We werken met allerlei ketenpartners: huisartsen, wijkteams, verzorgingshuizen. Soms geef ik klinische lessen aan zorgteams in ziekenhuizen, verpleeghuizen en hospices over verslaving en hoe ze ermee om kunnen gaan. Eigenlijk is iedere verpleegkundige een verslavingsverpleegkundige.
Zijn er aandachtspunten voor verslaafde patiënten in de terminale fase?
We zijn in die laatste fase vaak minder betrokken, maar dat willen we veranderen.

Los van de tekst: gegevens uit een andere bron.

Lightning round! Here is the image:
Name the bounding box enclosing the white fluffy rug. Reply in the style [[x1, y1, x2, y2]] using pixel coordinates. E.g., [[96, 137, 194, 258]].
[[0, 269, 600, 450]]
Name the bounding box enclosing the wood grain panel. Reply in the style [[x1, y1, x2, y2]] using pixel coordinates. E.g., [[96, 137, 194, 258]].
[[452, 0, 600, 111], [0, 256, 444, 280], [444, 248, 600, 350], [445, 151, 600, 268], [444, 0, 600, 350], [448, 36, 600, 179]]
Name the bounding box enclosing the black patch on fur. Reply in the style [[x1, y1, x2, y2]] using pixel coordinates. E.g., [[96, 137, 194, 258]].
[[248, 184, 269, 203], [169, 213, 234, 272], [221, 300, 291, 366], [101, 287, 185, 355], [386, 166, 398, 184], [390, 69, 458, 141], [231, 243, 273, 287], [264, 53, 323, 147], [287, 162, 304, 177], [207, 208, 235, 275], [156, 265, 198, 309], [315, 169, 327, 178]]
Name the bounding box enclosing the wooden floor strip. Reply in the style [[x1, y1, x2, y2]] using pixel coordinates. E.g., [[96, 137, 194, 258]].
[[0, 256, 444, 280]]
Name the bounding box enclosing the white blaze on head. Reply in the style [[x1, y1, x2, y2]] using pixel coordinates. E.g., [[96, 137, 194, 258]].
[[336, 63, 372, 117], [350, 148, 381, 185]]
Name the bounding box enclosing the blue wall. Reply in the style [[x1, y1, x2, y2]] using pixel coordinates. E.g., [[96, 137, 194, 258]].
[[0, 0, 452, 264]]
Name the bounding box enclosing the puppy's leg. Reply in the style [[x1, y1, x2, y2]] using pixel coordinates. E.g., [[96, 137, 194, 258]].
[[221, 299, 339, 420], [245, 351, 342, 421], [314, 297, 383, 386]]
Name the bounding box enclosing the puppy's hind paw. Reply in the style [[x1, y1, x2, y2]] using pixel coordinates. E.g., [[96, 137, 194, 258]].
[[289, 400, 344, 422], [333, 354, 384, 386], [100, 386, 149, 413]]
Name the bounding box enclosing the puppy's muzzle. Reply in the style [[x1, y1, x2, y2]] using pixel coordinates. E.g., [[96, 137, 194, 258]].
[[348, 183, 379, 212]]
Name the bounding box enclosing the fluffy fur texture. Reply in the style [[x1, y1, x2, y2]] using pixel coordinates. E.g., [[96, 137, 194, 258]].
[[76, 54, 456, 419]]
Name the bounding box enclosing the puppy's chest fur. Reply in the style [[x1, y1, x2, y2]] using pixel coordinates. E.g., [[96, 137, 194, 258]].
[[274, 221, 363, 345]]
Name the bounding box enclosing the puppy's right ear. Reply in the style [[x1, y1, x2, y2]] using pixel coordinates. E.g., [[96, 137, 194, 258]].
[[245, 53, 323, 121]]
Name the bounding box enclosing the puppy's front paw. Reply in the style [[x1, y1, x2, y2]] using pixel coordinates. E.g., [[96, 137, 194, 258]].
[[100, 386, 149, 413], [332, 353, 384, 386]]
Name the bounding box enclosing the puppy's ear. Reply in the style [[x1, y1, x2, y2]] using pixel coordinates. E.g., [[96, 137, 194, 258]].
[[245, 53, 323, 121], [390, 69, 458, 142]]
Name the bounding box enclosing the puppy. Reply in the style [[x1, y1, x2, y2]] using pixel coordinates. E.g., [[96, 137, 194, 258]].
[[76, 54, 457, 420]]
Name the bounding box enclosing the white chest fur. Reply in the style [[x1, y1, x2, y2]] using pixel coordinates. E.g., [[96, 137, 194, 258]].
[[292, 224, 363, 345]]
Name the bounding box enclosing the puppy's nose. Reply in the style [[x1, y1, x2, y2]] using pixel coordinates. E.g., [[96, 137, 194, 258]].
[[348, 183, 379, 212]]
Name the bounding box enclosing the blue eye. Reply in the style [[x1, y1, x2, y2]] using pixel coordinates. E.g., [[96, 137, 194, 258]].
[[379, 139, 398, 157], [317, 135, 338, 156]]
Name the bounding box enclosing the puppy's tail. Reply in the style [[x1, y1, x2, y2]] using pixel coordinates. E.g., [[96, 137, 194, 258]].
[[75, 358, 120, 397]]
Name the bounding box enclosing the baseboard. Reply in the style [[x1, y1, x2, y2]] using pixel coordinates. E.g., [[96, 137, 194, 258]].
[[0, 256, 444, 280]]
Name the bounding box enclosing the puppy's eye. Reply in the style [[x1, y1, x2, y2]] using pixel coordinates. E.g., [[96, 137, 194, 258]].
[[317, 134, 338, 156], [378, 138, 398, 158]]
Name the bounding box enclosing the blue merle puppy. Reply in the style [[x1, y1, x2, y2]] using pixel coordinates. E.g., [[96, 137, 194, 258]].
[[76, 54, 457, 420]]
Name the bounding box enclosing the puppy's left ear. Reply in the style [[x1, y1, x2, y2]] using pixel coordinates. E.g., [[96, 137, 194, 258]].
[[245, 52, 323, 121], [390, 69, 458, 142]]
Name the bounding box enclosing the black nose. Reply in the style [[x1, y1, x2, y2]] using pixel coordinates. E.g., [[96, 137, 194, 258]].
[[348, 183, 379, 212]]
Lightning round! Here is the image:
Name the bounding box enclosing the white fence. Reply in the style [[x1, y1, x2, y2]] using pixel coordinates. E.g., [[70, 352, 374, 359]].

Een van onze wensen is dat verslavingsartsen zich specialiseren in palliatieve zorg, zodat ze beter kunnen adviseren bij complexe casussen, zoals een COPD-patiënt die ook methadon gebruikt. We bouwen nu een netwerk waarin anderen ons laagdrempelig kunnen consulteren, ook buiten kantooruren. Want acute problemen komen altijd in het weekend of de avond. We hebben ons goed hard kunnen maken dat deze route er is.
Landelijk wordt op dit moment de laatste hand gelegd aan een richtlijn palliatieve zorg in de verslavingszorg. Palliatieve zorg in de verslavingszorg - NISPA (Nijmegen Institute for Scientist-Practitioners in Addiction).
Waar ben je trots op als het gaat over palliatieve zorg bij Jellinek Amersfoort?
Ik hoop dat wij hoogwaardige zorg kunnen bieden maar ook hoogwaardige samenwerking. Zodat we de patiënt en de naasten echt goed kunnen ondersteunen. Wat we in Utrecht en Amersfoort doen, wordt nu overgenomen door Amsterdam en Hilversum. Dat is wel bijzonder.
Welke les wil je meegeven aan het netwerk palliatieve zorg?
Doe het samen, als een team. Goede palliatieve zorg mag niet van één persoon afhangen, maar moet echt een onderdeel zijn van hoe we ons werk doen. Aandacht voor palliatieve zorg moet in ons ‘drinkwater’ zitten.